A lot has happened today, Sarah, so much so I don’t even know where to begin.
I lost a good friend out in the field today. He was controlling the machine gun, I was in charge of the ammo, when a sniper took him clean out. A shot straight between his eyes, right under the rim of the helmet.
I yelled at the top of my lungs when I saw him lifelessly falling, his eyes blank and staring into nothingness. It felt as if the few seconds of watching him fall were turned into not minutes, but hours, as I witnessed his body surrender to the pull of gravity and ultimately fall into the mud, slightly bouncing back up before coming to a complete still. The image of his face, covered in mud and completely expressionless, eyes wide open and a drop of blood slowly making its way from the wound to the mud below, is there every time I close my eyes, even if only for a fraction of a second when I blink.
Still crouching next to his body, for god knows how long already, the Sergeant in charge shouted to me that I need to take control of the machine gun.
Knowing full well that the sniper who took out my friend was still out there, I looked at Pablo again and with the anger that had built up in me, stood up, grabbed the handle and started firing at everything that appeared to be moving. Knowing my friend laid dead beside my feet was heartbreaking, but it filled me up with uncontrollable rage and courage; both of which I needed to expose myself to the enemy the way Pablo did and got himself killed. I yelled whatever came to mind at the top of my lungs with each pull of the trigger as if it would help my aim to shoot the enemy dead.

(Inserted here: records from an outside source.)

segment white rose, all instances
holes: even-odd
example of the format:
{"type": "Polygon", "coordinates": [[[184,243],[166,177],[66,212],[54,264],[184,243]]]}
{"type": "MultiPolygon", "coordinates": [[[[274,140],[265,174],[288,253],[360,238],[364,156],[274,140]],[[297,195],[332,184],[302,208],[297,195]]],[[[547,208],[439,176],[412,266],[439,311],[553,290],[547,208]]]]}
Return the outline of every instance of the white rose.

When I finally ran out of ammo, I collapsed on the floor, crying. I hugged the body of Pablo, my battle cries now replaced by loud uncontrollable wailing. My best friend, still laughing not 30 minutes ago, now dead in the trench amidst thousands of sand bags.
For all I know I could’ve been down in the mud next to him for hours, when suddenly loud whistling pierced the sky.
Poison gas bombs.
Not seconds later the alarm sounded from our headquarters and all the flickering red lights came to life.
With all I had seen happen in my time here, I contemplated whether to run for the gas mask or not.
Dog’s breath, we called them, because the stench of air coming through the filters was exactly like that of a dog after a hearty meal of dry dog food. I wouldn’t be surprised if they took all our old and dirty socks, stuffed them inside the cans unwashed, then called that the filter. Each time I had to put one on I questioned if it was worth it over dying. And each time so far I willingly chose to put it on.
Sarah, I don’t know if I am going to make it. I don't know if I can take this any longer.
I hope you are well.
I folded the tear-stained letter in two, placed it on the night stand, took a large sip of whiskey and cried myself to sleep.
The war was, after all, not over yet.